The pub was demolished a year ago and Nick Hodgson, WallQuest project manager, said: “The volunteers did a lot of background research and we were confident it was worthwhile digging.”
Clergyman and historian John Hodgson left an account of seeing the baths in 1814 which had been discovered by workmen building coal staithes on the Tyne.
Now the site has been re-discovered around 100 yards nearer the river than the current reconstructed Roman baths at Segedunum fort, which were modelled on those at Chesters fort in Northumberland.
The dig has so far produced debris from a Roman building, Roman pottery, painted wall plaster, and waterproof bath cement.
“There is also the unmistakable outline of cold and hot rooms and a cold plunge bath,” said Mr Hodgson.
“It is a very significant find and from old maps it seems the baths were built on the side of a little valley with a stream providing the water supply.”
He said the Wallsend baths appear to conform to the standard template for such facilities at Hadrian’s Wall forts.
He said: “Thanks to the research work of WallQuest volunteers we have been able to pinpoint the site of the original Roman baths.
“We have struck gold and found the long lost baths at the first attempt.”
Iain Watson, director of Tyne & Wear Archives & Museums, said: “Twenty eight years ago, when I worked in Wallsend I occasionally had a sandwich at lunchtime in the Ship in the Hole. Little did I think I was sitting on top of a Roman bath house.
“When we ask ‘what did the Romans ever do for us’, one of the first things we come up with is the introduction of baths and central heating.
“The bath house really was a central part of Roman society – both civil and military and this is a fantastic find - particularly given the coincidence that it is 200 years since the remains of the baths were last seen.

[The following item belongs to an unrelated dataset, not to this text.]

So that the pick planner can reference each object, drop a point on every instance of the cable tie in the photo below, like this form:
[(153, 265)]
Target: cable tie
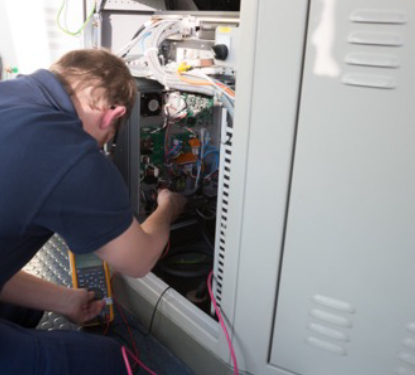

“It is particularly exciting that a community archaeology project has made this exceptional discovery and we are very grateful to North Tyneside Council for access to the site and to the Heritage Lottery Fund and our other funders for the financial support.”
North Tyneside Mayor Norma Redfearn said:“This is such exciting news - not only is it a great discovery for Wallsend, but the uncovering will have a considerable impact on helping us to understand the history of Roman life in the region.
“I would like to say a huge thank you to the volunteers who have made this all possible.”
Work will continue at the site over the summer as WallQuest volunteers make another push in investigating the site in the hopes more discoveries will be made.
Members of the local community are invited to get involved with the project, for more information please visit www.hadrianswallquest.co.uk
John Hodgson, known as the county historian for Northumberland who was also a pioneer in the study of Hadrian’s Wall, will feature in a new exhibition called Wall Face, which opens on August 22.
It will involve the display of portraits of the pioneers who protected, conserved or told the story of Hadrian’s Wall from the 17th to the 20th Century.
Eleven Roman attractions along Hadrian’s Wall will feature prints and photographs from the National Portrait Gallery collection, with John Hodgson on show at Segedunum.